To solve the problem, we need to find the initial speed of a particle projected at an angle of \(45^\circ\) with respect to the horizontal, which reaches a height of \(7.5 \, m\) and travels a horizontal distance of \(10 \, m\). ### Step-by-Step Solution: 1. **Understanding the Problem**: The particle is projected at an angle of \(45^\circ\). This means that the initial velocity can be broken down into horizontal and vertical components: \[ u_x = u \cos(45^\circ) = \frac{u}{\sqrt{2}} \] \[ u_y = u \sin(45^\circ) = \frac{u}{\sqrt{2}} \] 2. **Vertical Motion**: The maximum height \(h\) reached by the projectile is given as \(7.5 \, m\). The formula for maximum height in projectile motion is: \[ h = \frac{u_y^2}{2g} \] Substituting \(u_y\): \[ 7.5 = \frac{\left(\frac{u}{\sqrt{2}}\right)^2}{2g} \] Simplifying this: \[ 7.5 = \frac{u^2}{2 \cdot 2g} = \frac{u^2}{4g} \] Rearranging gives: \[ u^2 = 30g \] 3. **Horizontal Motion**: The horizontal distance \(R\) traveled by the projectile is given as \(10 \, m\). The time of flight \(t\) can be calculated using the horizontal motion: \[ R = u_x \cdot t \] Since \(u_x = \frac{u}{\sqrt{2}}\): \[ 10 = \frac{u}{\sqrt{2}} \cdot t \] Rearranging gives: \[ t = \frac{10\sqrt{2}}{u} \] 4. **Finding Time of Flight**: The time of flight for a projectile launched at an angle can also be expressed in terms of its vertical motion.
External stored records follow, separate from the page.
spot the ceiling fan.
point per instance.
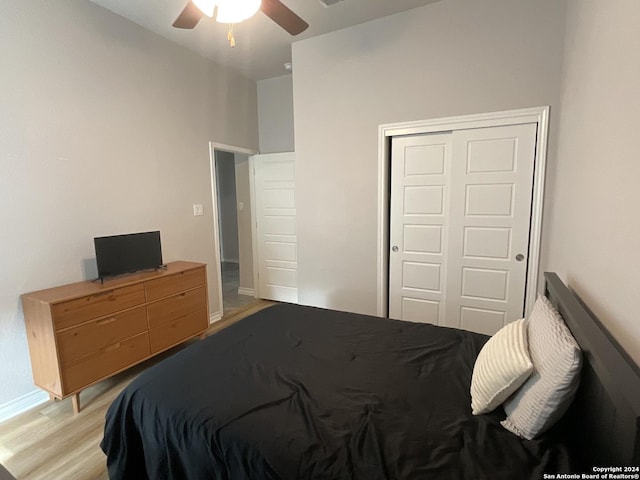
(235, 11)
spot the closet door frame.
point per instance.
(538, 115)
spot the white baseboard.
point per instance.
(246, 291)
(22, 404)
(214, 317)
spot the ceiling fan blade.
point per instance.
(189, 17)
(283, 16)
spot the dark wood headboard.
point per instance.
(605, 415)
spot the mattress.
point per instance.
(297, 392)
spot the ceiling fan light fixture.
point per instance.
(235, 11)
(205, 6)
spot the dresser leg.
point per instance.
(75, 399)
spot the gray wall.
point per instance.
(275, 114)
(593, 225)
(104, 129)
(227, 209)
(450, 58)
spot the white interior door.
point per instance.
(480, 203)
(275, 207)
(421, 177)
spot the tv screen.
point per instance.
(129, 253)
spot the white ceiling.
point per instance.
(262, 47)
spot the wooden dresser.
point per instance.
(84, 332)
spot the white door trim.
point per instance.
(538, 115)
(213, 146)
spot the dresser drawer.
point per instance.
(103, 363)
(172, 308)
(176, 331)
(178, 282)
(75, 312)
(97, 334)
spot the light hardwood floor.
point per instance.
(50, 442)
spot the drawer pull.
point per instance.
(101, 294)
(106, 321)
(110, 348)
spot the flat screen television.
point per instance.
(133, 252)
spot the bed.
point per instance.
(296, 392)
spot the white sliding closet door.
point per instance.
(472, 194)
(421, 178)
(275, 207)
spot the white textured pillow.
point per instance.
(502, 366)
(548, 392)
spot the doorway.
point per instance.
(232, 197)
(441, 261)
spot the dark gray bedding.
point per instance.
(296, 392)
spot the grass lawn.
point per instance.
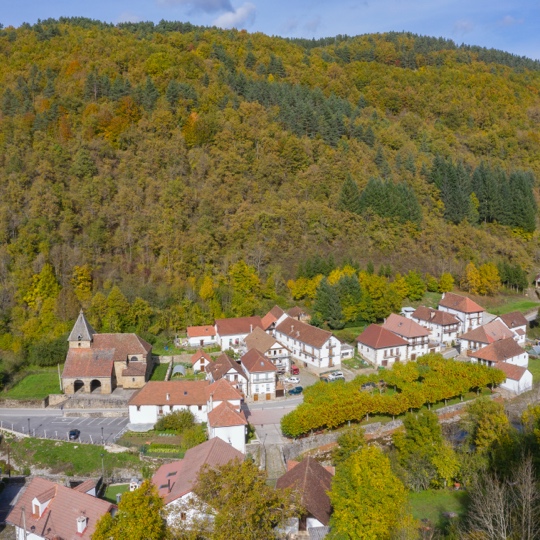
(534, 368)
(35, 386)
(111, 491)
(70, 458)
(159, 372)
(431, 504)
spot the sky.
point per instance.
(509, 25)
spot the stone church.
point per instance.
(101, 362)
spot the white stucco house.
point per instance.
(261, 374)
(231, 332)
(158, 398)
(380, 347)
(201, 336)
(466, 310)
(308, 344)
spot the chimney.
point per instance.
(81, 524)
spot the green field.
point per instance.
(159, 372)
(431, 504)
(111, 491)
(35, 386)
(70, 458)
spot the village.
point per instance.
(261, 360)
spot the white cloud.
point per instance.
(463, 27)
(126, 16)
(510, 21)
(208, 6)
(237, 18)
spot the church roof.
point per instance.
(82, 329)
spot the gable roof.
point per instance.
(239, 325)
(255, 362)
(271, 317)
(201, 331)
(200, 354)
(377, 337)
(434, 316)
(179, 393)
(460, 303)
(59, 520)
(82, 330)
(313, 482)
(512, 372)
(225, 415)
(404, 327)
(260, 340)
(488, 333)
(514, 319)
(222, 365)
(183, 474)
(499, 351)
(311, 335)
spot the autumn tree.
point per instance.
(369, 501)
(140, 515)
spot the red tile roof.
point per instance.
(225, 415)
(59, 519)
(488, 333)
(514, 320)
(310, 335)
(201, 331)
(404, 327)
(183, 474)
(255, 362)
(441, 318)
(200, 354)
(240, 325)
(511, 371)
(460, 303)
(222, 365)
(499, 351)
(377, 337)
(313, 482)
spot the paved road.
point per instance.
(52, 424)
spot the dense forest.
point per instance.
(163, 175)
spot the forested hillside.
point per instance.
(161, 175)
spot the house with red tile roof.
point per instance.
(443, 327)
(270, 347)
(484, 335)
(229, 424)
(158, 398)
(200, 360)
(175, 481)
(47, 510)
(261, 374)
(516, 322)
(466, 310)
(224, 367)
(101, 362)
(381, 347)
(312, 481)
(231, 332)
(415, 335)
(201, 336)
(308, 344)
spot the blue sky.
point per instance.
(508, 25)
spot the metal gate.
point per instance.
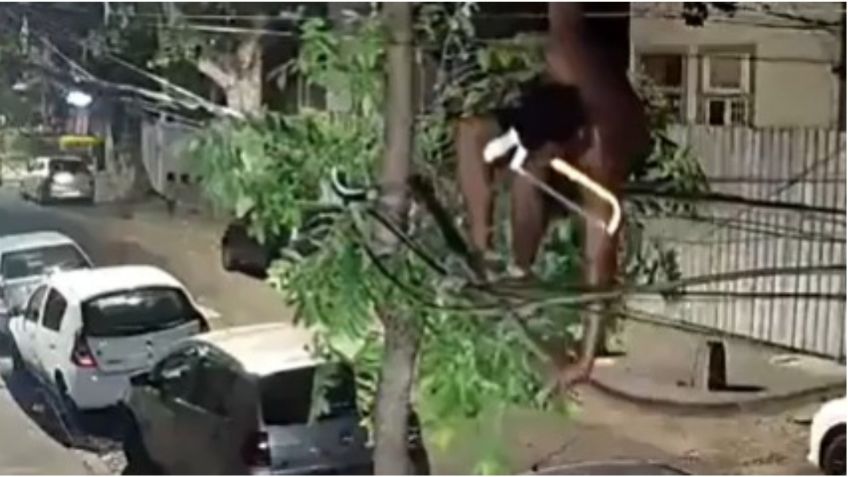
(801, 165)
The total time of flight \(t\) can be calculated using: \[ t = \frac{2u_y}{g} = \frac{2 \cdot \frac{u}{\sqrt{2}}}{g} = \frac{\sqrt{2}u}{g} \] 5. **Equating the Two Expressions for Time**: Now we have two expressions for time \(t\): \[ \frac{10\sqrt{2}}{u} = \frac{\sqrt{2}u}{g} \] Cross-multiplying gives: \[ 10g = u^2 \] 6. **Substituting for \(g\)**: We can substitute \(g \approx 9.8 \, m/s^2\): \[ u^2 = 10 \cdot 9.8 = 98 \] Thus: \[ u = \sqrt{98} \approx 9.9 \, m/s \] ### Final Answer: The initial speed of the projection is approximately \(9.9 \, m/s\).